Die Vielfalt der Landschaften und die Einflüsse der unterschiedlichen Volksstämme, die sich in Aserbaidschan im Laufe der bewegten Geschichte ansiedelten, waren nicht zuletzt für die Esskultur prägend. Das traditionelle Gericht „Plov“ etwa, das aus Reis mit Fisch oder Fleisch und Obst besteht, wird in über vierzig verschiedenen Varianten zubereitet. Auch die Teezeremonie gehört seit vielen Generationen zur Abrundung einer Mahlzeit.   

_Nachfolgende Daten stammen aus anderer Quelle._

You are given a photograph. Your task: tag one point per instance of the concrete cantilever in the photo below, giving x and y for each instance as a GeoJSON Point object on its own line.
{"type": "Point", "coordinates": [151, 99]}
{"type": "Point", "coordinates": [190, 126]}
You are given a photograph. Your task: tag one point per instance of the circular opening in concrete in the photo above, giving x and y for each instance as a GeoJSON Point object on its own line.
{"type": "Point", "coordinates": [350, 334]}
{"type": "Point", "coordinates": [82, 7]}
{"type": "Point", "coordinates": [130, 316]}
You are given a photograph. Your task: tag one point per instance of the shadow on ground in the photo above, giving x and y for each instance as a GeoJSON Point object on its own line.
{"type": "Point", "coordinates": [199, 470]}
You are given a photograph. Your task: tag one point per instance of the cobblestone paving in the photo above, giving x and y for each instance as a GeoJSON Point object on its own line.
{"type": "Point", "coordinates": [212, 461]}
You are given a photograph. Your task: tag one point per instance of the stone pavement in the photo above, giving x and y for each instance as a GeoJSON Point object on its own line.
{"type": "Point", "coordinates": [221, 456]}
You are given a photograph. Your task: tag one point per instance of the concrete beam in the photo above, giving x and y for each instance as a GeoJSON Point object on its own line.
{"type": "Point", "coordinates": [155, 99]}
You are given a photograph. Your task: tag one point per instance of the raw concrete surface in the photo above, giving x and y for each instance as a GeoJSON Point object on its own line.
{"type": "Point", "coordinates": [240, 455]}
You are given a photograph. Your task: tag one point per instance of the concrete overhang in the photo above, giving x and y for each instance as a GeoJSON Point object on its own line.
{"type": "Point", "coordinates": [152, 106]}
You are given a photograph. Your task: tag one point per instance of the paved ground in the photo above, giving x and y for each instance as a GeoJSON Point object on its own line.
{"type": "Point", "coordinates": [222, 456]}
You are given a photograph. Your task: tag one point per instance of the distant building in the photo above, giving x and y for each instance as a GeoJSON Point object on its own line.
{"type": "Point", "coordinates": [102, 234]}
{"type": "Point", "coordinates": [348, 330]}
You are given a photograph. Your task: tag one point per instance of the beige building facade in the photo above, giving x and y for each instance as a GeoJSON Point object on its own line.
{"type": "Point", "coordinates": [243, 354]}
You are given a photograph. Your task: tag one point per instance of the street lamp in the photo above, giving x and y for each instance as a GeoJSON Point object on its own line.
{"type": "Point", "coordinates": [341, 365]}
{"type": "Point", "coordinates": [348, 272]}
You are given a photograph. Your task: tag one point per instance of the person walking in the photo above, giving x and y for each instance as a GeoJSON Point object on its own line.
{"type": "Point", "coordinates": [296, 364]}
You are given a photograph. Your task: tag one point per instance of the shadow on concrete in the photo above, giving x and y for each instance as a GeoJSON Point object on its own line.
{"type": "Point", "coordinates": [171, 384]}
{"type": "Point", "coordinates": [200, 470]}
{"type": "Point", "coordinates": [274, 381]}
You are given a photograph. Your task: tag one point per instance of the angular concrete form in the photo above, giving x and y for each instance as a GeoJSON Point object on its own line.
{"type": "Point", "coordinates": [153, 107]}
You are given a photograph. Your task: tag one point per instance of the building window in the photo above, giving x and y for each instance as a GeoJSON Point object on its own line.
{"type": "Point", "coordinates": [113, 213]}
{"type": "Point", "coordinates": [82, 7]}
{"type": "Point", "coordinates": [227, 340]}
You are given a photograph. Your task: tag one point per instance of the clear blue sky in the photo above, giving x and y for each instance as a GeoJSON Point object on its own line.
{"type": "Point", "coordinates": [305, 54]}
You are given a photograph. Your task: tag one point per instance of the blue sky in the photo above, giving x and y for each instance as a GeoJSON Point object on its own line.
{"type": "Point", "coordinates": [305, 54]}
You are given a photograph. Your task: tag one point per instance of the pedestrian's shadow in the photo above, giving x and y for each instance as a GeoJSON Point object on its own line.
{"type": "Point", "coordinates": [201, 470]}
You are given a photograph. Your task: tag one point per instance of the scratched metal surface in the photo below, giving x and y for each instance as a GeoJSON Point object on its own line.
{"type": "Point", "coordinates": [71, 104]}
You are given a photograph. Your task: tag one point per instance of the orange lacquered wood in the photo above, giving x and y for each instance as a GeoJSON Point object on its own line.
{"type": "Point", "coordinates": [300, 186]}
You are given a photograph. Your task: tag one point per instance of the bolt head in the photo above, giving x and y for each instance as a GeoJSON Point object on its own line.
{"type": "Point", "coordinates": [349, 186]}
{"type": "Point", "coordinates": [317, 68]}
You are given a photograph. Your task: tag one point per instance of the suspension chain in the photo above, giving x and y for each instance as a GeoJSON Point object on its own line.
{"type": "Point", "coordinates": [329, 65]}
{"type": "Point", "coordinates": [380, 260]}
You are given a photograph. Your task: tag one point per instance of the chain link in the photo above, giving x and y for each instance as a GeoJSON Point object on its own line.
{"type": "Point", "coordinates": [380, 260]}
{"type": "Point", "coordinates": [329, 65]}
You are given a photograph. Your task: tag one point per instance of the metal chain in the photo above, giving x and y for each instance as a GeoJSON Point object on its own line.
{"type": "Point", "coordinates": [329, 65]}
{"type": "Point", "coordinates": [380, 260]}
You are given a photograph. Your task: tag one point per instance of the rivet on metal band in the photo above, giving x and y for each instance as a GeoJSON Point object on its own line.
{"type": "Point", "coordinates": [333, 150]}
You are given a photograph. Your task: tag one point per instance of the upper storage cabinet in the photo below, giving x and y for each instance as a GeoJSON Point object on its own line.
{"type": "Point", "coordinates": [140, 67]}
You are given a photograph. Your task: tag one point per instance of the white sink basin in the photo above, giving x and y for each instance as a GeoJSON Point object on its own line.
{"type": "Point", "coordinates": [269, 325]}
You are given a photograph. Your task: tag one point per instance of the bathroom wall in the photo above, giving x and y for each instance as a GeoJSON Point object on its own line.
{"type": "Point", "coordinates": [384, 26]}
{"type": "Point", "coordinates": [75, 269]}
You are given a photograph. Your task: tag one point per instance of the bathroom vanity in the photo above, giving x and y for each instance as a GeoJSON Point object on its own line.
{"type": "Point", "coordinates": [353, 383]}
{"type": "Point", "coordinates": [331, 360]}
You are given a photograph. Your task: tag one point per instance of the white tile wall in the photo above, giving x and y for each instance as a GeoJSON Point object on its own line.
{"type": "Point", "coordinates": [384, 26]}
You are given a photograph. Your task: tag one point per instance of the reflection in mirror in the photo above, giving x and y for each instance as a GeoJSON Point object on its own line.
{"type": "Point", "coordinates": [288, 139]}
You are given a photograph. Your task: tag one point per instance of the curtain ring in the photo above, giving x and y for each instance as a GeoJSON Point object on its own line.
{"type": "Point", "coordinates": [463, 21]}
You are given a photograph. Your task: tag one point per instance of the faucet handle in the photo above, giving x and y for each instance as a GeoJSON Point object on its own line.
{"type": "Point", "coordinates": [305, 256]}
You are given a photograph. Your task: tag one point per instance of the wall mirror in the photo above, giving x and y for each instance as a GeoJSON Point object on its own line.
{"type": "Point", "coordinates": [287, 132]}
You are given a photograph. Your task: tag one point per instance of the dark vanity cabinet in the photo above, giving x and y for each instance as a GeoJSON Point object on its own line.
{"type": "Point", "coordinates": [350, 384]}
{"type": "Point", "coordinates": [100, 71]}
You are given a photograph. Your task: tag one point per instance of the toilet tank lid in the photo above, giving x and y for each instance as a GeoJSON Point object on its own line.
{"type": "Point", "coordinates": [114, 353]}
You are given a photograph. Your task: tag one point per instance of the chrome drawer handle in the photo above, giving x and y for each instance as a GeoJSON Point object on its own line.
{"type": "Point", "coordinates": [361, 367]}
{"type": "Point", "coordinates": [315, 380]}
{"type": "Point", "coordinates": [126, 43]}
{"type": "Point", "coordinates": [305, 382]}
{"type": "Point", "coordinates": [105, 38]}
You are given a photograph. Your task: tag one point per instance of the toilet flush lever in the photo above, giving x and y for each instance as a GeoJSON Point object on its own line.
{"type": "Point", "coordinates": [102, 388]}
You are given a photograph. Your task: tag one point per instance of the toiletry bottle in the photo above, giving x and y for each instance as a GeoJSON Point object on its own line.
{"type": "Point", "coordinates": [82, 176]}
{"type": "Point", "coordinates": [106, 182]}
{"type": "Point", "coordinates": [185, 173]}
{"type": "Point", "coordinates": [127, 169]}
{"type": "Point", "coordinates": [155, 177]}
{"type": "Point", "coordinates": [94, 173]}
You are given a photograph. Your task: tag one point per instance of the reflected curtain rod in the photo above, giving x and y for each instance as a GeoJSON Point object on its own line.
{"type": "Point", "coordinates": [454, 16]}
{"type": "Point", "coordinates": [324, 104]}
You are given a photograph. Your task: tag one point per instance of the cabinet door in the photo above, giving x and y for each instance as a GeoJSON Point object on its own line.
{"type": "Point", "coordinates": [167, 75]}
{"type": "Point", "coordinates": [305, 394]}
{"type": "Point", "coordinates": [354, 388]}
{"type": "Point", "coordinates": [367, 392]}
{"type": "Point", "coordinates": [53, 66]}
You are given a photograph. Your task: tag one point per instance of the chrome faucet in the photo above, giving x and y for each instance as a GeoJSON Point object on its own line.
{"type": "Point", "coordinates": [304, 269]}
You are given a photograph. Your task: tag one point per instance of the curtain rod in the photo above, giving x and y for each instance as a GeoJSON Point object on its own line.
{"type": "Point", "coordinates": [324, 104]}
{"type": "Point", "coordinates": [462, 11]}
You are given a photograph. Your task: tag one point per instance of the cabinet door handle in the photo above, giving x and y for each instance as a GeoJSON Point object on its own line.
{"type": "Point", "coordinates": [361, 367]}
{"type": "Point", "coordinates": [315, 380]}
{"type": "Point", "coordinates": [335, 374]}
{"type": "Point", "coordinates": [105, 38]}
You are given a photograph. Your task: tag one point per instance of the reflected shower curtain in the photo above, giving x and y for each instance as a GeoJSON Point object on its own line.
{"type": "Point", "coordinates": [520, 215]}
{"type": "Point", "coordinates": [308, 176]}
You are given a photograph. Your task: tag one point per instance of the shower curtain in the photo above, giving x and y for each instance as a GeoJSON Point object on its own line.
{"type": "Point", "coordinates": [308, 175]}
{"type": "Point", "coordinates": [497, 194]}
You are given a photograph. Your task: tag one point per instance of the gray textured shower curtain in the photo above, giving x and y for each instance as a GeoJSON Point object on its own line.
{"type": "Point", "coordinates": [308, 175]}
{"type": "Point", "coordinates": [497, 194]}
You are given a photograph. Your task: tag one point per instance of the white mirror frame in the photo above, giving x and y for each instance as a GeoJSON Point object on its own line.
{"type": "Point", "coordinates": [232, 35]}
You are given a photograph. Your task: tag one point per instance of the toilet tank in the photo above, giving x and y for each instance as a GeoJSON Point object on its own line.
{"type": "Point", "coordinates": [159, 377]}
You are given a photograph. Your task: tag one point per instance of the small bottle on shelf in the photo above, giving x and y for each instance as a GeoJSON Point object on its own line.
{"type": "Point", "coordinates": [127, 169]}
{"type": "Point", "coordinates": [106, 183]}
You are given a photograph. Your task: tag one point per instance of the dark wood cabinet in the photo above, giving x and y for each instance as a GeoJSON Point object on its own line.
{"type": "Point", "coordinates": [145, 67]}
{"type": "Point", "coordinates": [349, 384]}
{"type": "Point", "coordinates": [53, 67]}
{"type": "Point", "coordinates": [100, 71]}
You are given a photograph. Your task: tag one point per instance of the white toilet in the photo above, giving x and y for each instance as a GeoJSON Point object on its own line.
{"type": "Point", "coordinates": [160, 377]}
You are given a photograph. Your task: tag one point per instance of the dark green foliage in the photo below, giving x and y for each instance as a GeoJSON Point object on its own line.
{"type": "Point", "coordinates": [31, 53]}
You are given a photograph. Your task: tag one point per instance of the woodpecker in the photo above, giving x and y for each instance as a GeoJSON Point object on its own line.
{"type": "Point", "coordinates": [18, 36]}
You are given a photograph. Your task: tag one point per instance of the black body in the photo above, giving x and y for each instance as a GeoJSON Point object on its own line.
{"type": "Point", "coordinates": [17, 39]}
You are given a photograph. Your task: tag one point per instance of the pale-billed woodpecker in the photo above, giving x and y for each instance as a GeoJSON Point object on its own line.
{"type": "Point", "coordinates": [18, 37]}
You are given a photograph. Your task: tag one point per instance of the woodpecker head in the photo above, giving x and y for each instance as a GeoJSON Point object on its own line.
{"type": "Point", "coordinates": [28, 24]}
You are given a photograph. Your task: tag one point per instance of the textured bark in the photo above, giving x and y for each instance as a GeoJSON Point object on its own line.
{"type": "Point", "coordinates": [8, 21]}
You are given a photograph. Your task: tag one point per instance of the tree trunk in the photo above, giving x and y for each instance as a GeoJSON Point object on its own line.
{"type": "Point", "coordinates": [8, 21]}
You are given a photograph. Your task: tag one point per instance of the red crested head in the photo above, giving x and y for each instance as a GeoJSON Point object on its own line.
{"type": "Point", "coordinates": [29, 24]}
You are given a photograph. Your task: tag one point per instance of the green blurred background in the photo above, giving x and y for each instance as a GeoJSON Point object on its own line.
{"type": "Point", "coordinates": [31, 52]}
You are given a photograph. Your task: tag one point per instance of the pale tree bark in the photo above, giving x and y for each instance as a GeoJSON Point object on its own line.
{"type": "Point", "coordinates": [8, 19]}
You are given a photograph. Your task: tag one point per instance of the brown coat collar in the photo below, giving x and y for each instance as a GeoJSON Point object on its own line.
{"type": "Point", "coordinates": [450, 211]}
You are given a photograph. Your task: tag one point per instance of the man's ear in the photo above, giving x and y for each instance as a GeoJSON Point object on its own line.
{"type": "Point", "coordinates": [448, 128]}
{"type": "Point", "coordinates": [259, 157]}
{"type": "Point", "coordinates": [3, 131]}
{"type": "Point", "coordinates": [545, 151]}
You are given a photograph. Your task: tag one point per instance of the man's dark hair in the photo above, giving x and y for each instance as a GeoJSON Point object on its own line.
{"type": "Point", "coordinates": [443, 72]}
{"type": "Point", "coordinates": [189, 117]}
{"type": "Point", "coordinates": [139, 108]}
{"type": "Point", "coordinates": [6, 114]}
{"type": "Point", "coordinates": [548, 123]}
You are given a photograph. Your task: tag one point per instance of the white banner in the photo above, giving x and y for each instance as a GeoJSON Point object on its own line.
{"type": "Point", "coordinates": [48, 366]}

Text und Bilder: Renate Wolf-Götz

Info

Anreise: Flug: München – Baku mit Stopp in Istanbul,

Unterkunft: Das zentral gelegene Courtyard by Mariott wurde im historischen Stil neu gebaut und kombiniert Tradition und Moderne. Neben einigen Sehenswürdigkeiten ist auch die Uferpromenade fußläufig erreichbar. Preise pro Person und Nacht ab 95 €.www.mariott.com

Das Fairmont Hotel im Flame Tower Komplex bietet einen Panoramablick über die Stadt und das Kaspische Meer. Preise pro Person und Nacht ab 190 €. https://all.accor.com

Das Art Club Boutique Hotel mit elegantem Restaurant und Bar liegt mitten in der Altstadt, 200 m vom Shirwanschah-Palast entfernt. Preise pro Person und Nacht ab 50 €, https://artclub.az

Essen und Trinken: Im Chayki Restaurant am Baku Boulevard werden traditionelle azerbaidschanische Gerichte zu erlesenen einheimischen Weinen serviert. Die helle, freundliche Einrichtung strahlt eine gemütliche Atmosphäre aus. https://wolt.com

Das Mugham Club, ein kaukasisches Restaurant in der Karawanserei der Altstadt mit Life Musik auf historischen Instrumenten zu traditionellen Speisen und Getränken wie dem alkoholfreien Granatapfelwein erinnert an ein Märchen aus 1001 Nacht. www.azrestoran.az

Das stylische The Cheese Restaurant in der Heydar Aliyev Avenue bietet sich auch zum Essen vor oder nach einer Aufführung im nahen Konzerthaus Mugham an. www.the-cheese.club

Kulinarische Traditionen: Teezeremonien haben in Aserbaidschan eine lange Tradition. Dazu wird Baklava in einheimischer Rautenform gereicht. Auch der Weinanbau mit Lagen von der kaspischen Küstenregion bis zu bergigen Rebhängen um Meyseri hat eine lange Geschichte. Kaviar vom  Beluga Stör aus dem Kaspischen Meer gilt weltweit als Delikatesse. 

Sightseeing: Das historische Icherisheher in der Altstadt gilt mit dem Palast der Schirwanschahs als Perle des Jahrtausende alten kulturellen Erbes.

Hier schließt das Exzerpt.